Un nouveau progrès avait découlé de la loi du 17 mars 1014 relative à la consommation, dite Hamon, ouvrant la possibilité de résilier son assurance emprunteur « dans un délai de douze mois à compter de la signature de l’offre de prêt ».

Enfin, une loi du 21 février 2017 avait permis de changer d’assurance emprunteur à chaque date anniversaire du contrat.

Fin de l’obligation de remplir un questionnaire médical pour les crédits immobiliers inférieurs à 200 000 €

Outre l’élargissement du droit à la résiliation de l’assurance emprunteur, le texte sur lequel les députés et les sénateurs ont trouvé un compromis inclut des mesures favorables aux candidats à l’emprunt ayant souffert ou souffrant de problèmes de santé.

L’obligation de remplir un « questionnaire médical, qui empêche bien souvent les anciens patients de se lancer dans un nouveau projet de vie, est supprimé pour les prêts immobiliers inférieurs à 200 000 € », précise le Sénat. Le texte adopté au Palais du Luxembourg supprimait l’obligation pour les crédits immobiliers d’un montant supérieur à 350 000 €. Les députés et les sénateurs de la commission mixte paritaire ont trouvé un compromis sur un montant plus faible.

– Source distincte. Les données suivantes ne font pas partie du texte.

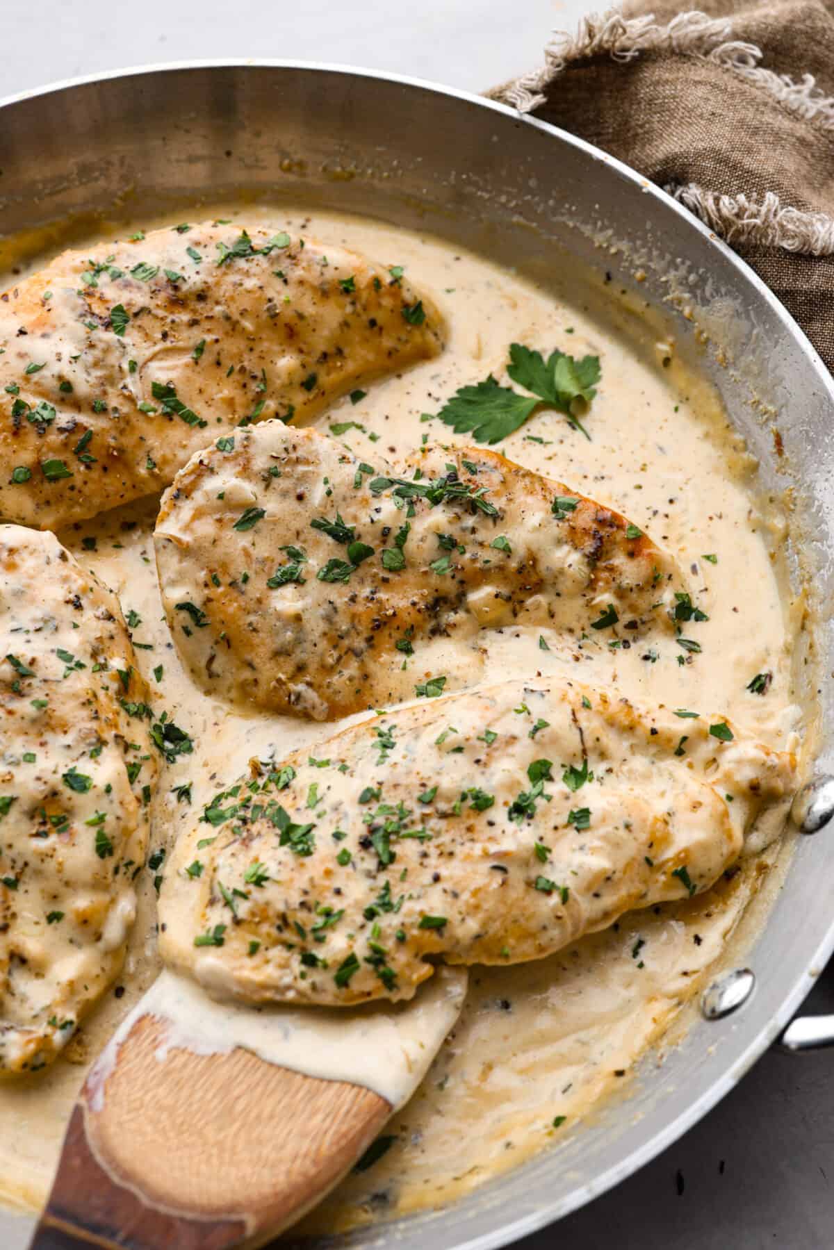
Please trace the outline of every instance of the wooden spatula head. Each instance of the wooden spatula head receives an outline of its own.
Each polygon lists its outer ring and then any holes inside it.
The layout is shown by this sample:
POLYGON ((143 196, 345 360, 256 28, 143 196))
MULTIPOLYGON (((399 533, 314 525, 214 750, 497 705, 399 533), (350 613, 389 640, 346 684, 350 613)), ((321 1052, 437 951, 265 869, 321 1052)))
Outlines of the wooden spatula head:
MULTIPOLYGON (((450 992, 419 1016, 425 1039, 408 1092, 463 1002, 465 972, 439 980, 450 992)), ((171 1039, 153 996, 88 1076, 31 1250, 263 1245, 338 1182, 395 1110, 363 1085, 241 1046, 198 1054, 171 1039)))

Réduction du délai du droit à l’oubli

Le texte prévoit en outre la réduction du délai du droit à l’oubli de dix à cinq ans pour les personnes ayant souffert d’un cancer ou de l’hépatite C. Ce droit permet d’obtenir un emprunt ou une assurance sans déclarer à la banque ou à l’assureur l’ancienne maladie.

Durant la campagne présidentielle de 2017, Emmanuel Macron avait promis l’abaissement du délai du droit à l’oubli. « Au moment de souscrire un contrat d’assurance ou un emprunt, les malades de cancers et d’hépatite C n’auront plus à le mentionner, dès cinq ans après leur rémission (contre dix aujourd’hui). Nous l’étendrons aussi à de nouvelles maladies », était-il écrit dans son programme.

Mais le ministre délégué en charge notamment des petites et moyennes entreprises (PME), Jean-Baptiste Lemoyne, n’avait pas soutenu au Sénat cette réduction et la suppression du questionnaire médical. « Une banque connaît toutes les transactions de ses clients : autant vous dire qu’elle sait tout de leur mode de vie ou des problèmes qu’ils rencontrent », avait affirmé Jean-Baptiste Lemoyne, cité par Le Canard enchaîné. L’argument, peu flatteur pour les banques, n’a donc pas prospéré.

Enfin, « alors que le Sénat avait proposé que les pathologies chroniques ne soient plus un obstacle pour accéder à la propriété, le compromis trouvé exige du gouvernement de prendre des mesures en la matière d’ici le 31 juillet 2022 dans l’hypothèse où les négociations au sein de la convention AERAS s’avèreraient insuffisantes », précise l’institution du Palais du Luxembourg. 

Selon le site Aeras-infos.fr, la convention S’assurer et emprunter avec un risque aggravé de santé, conclue par les pouvoirs publics, les fédérations professionnelles bancaire et financière, et de l’assurance, de la mutualité, et les associations de malades et de consommateurs, est destiné à faciliter l’accès à l’assurance et à l’emprunt des personnes ayant ou ayant eu un problème grave de santé.